More Thoughts on Building Scalable Web Applications

A poorly written web application will perform poorly no matter the framework or underlying language it uses.  It does not matter if it is Python, Java, PHP, ASP.NET, Erlang, or any of the frameworks that use those languages.  The skill, diligence, and knowledge of your application architects, framework implementers, systems administrators, and graphic designers all contribute the the efficiency of any web application.  
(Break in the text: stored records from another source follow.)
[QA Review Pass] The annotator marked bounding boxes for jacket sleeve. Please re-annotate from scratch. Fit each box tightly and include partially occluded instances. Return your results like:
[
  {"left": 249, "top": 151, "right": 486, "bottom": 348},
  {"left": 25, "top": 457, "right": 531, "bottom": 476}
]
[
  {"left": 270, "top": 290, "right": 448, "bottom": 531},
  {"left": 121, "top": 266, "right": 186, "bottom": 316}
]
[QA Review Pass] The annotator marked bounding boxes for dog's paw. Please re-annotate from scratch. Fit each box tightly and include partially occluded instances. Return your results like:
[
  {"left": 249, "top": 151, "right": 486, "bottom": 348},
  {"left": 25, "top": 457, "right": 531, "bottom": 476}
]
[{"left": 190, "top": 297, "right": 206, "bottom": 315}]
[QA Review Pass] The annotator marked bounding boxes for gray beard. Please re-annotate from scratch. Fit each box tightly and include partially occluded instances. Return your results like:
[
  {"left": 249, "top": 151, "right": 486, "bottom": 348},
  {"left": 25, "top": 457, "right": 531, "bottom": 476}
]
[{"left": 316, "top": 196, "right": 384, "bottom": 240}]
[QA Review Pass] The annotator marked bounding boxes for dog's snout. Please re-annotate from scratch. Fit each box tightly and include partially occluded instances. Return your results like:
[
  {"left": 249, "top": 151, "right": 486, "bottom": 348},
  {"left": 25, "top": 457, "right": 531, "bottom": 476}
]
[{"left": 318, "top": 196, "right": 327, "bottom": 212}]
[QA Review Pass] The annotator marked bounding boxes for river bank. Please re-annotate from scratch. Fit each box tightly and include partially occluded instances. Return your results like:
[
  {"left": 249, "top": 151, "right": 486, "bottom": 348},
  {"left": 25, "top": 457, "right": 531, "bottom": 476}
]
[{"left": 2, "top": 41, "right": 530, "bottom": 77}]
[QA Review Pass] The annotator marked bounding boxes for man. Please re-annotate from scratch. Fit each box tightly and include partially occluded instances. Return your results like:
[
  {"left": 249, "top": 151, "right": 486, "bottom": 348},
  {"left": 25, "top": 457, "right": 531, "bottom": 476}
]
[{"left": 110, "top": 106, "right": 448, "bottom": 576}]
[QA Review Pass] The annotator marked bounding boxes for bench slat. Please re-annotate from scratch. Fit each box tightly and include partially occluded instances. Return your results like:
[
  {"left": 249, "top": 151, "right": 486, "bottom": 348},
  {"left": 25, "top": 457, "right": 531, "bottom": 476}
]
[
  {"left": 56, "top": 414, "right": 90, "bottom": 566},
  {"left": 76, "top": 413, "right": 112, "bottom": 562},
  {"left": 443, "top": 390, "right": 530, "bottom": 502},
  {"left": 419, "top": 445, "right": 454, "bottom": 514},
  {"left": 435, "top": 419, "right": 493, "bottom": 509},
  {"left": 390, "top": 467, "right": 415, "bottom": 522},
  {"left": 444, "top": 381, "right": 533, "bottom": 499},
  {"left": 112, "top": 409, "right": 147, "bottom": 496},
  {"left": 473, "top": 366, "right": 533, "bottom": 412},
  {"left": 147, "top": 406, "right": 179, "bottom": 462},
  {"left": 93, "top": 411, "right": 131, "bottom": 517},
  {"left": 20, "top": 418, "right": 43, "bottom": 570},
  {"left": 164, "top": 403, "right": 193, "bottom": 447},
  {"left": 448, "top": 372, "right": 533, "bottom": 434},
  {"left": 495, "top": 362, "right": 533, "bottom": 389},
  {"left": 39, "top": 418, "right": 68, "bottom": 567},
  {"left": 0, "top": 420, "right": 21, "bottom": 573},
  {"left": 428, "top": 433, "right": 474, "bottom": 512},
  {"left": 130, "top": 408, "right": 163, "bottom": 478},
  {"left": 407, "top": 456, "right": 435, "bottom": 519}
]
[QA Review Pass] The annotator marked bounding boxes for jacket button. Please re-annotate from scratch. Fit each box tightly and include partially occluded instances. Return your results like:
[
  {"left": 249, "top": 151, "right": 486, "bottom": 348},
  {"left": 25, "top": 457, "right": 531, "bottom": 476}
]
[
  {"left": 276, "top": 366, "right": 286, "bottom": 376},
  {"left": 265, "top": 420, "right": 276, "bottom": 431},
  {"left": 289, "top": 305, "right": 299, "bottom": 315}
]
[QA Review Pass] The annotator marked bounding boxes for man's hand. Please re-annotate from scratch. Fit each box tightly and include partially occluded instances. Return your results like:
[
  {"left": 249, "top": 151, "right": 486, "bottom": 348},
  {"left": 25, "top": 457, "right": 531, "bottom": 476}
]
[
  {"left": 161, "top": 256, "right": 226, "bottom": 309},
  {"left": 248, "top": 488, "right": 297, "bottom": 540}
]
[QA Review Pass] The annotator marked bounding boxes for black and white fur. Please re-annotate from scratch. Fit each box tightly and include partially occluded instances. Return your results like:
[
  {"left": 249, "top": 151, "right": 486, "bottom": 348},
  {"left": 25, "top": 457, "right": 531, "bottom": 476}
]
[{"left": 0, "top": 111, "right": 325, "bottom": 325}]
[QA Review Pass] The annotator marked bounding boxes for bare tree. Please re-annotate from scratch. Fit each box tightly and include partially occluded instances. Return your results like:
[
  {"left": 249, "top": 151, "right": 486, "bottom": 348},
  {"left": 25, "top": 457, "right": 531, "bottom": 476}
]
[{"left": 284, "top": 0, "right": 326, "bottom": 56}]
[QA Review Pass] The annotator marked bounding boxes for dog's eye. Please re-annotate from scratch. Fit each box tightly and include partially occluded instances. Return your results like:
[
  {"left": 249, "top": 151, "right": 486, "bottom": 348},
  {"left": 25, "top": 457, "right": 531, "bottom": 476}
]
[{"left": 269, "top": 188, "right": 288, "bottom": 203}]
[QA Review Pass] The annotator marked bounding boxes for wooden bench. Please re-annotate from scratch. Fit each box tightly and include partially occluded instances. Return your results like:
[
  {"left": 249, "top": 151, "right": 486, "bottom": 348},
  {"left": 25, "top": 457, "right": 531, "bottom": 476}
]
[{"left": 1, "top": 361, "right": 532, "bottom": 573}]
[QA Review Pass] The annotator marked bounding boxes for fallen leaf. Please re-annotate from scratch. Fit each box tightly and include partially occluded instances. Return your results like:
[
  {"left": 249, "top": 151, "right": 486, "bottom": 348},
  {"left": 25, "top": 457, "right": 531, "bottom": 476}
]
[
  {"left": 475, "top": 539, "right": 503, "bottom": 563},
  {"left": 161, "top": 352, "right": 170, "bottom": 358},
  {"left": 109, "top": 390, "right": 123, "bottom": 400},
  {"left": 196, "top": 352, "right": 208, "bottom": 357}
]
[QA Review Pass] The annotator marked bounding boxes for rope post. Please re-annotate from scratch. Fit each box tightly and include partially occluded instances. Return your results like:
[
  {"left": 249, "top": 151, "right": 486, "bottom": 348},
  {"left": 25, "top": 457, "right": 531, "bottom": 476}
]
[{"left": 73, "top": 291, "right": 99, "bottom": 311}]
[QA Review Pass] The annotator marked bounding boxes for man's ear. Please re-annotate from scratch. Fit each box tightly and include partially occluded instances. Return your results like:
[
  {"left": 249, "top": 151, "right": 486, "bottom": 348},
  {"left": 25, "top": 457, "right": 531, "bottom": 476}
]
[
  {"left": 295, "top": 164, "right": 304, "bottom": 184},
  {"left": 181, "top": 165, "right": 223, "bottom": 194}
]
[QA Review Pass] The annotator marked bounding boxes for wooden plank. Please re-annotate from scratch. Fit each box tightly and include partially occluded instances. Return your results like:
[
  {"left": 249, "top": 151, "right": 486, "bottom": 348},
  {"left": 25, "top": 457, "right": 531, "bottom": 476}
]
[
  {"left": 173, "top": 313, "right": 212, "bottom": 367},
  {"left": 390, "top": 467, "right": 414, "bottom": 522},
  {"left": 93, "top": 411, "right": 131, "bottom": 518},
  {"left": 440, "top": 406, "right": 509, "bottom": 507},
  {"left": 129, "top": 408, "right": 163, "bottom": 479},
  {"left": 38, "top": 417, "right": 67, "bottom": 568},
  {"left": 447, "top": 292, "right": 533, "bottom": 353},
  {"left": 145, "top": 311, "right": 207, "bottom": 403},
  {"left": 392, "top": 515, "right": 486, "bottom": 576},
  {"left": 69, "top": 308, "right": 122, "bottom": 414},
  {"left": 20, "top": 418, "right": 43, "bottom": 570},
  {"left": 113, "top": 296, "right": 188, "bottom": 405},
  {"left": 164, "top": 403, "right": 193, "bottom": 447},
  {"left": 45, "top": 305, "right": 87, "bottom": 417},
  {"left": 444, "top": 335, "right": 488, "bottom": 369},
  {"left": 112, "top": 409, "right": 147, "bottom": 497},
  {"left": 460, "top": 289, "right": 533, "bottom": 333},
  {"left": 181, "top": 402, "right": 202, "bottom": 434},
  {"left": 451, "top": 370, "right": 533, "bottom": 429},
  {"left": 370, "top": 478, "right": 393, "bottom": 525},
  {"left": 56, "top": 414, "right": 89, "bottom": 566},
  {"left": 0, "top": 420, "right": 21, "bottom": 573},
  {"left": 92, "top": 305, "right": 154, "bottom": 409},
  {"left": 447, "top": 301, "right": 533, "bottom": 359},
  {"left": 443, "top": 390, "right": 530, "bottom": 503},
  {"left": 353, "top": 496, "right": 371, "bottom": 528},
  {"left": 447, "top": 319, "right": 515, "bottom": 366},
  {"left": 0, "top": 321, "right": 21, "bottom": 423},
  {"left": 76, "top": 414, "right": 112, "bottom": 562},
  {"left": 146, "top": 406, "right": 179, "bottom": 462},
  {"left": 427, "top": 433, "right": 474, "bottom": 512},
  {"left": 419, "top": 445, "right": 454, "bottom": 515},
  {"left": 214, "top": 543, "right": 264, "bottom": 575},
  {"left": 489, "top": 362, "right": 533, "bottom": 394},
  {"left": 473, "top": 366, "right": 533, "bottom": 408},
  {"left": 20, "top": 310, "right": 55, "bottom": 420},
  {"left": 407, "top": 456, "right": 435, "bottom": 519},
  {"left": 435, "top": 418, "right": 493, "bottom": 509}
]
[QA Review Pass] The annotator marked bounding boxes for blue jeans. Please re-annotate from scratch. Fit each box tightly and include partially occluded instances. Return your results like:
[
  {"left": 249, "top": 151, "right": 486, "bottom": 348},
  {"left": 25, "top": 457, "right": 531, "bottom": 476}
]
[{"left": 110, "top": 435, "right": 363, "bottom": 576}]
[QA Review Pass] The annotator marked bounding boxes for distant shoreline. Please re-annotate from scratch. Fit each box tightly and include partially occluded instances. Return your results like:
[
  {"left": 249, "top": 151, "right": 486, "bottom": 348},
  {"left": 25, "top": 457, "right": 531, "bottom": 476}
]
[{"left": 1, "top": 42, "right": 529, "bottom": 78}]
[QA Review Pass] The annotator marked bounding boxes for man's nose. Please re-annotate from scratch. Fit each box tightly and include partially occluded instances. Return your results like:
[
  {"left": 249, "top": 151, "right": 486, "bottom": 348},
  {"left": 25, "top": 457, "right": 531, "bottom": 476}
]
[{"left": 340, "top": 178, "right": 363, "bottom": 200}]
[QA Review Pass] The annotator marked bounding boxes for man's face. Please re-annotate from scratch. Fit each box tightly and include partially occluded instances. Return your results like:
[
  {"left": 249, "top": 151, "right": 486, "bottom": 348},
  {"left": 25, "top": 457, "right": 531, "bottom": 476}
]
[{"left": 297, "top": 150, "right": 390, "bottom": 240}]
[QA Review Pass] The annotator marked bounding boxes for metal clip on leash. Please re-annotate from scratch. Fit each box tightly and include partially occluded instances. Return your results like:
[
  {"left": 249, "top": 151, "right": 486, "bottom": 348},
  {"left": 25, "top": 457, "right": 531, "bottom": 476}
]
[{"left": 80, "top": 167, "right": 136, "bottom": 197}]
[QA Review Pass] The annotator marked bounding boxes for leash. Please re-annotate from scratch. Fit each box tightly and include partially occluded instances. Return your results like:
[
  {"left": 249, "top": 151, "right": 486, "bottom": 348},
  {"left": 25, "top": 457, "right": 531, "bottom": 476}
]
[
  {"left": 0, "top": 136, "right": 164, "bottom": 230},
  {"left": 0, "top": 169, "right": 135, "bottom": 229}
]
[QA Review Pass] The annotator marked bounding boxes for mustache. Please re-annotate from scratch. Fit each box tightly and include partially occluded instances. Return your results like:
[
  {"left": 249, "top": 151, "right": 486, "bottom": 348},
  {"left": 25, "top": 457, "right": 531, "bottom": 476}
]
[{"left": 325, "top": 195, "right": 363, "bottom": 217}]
Regarding physical infrastructure, an ill designed web application will eventually perform poorly no matter how much money you throw at the underlying physical infrastructure.  Throwing RAM and Disk at a problem will only take you so far.  Have you heard this one?  RAM/CPU/Disk is cheap, if the app is slow we'll just add more.  Then, a little later you hear something like, I added 16GB of RAM and 4 Quad Core CPU's so why is my web site slow?  *pause for a chuckle*  You can put all the hardware in the world behind your application and if the web application is not designed or built to scale and it has any amount of success then it will eventually fail.  This is obviously a rather wasteful practice as well.  The sad underlying message here is that a system usually fails when you succeed the most in your efforts to sell and market your service.  That makes the failure that much worse for everyone involved.

A few definitions are in order.  It is these first four definitions that provide something of a base for other concepts.  It is this conceptual base that can help people create more scalable web applications.  These are my definitions, so they may be a little different than what you see in other places.  There's plenty of elbow room so don't panic.

Transaction - Not the DB kind exclusively.  This is simply a unit of work like a page load, a hit on a web server, a web service call, etc.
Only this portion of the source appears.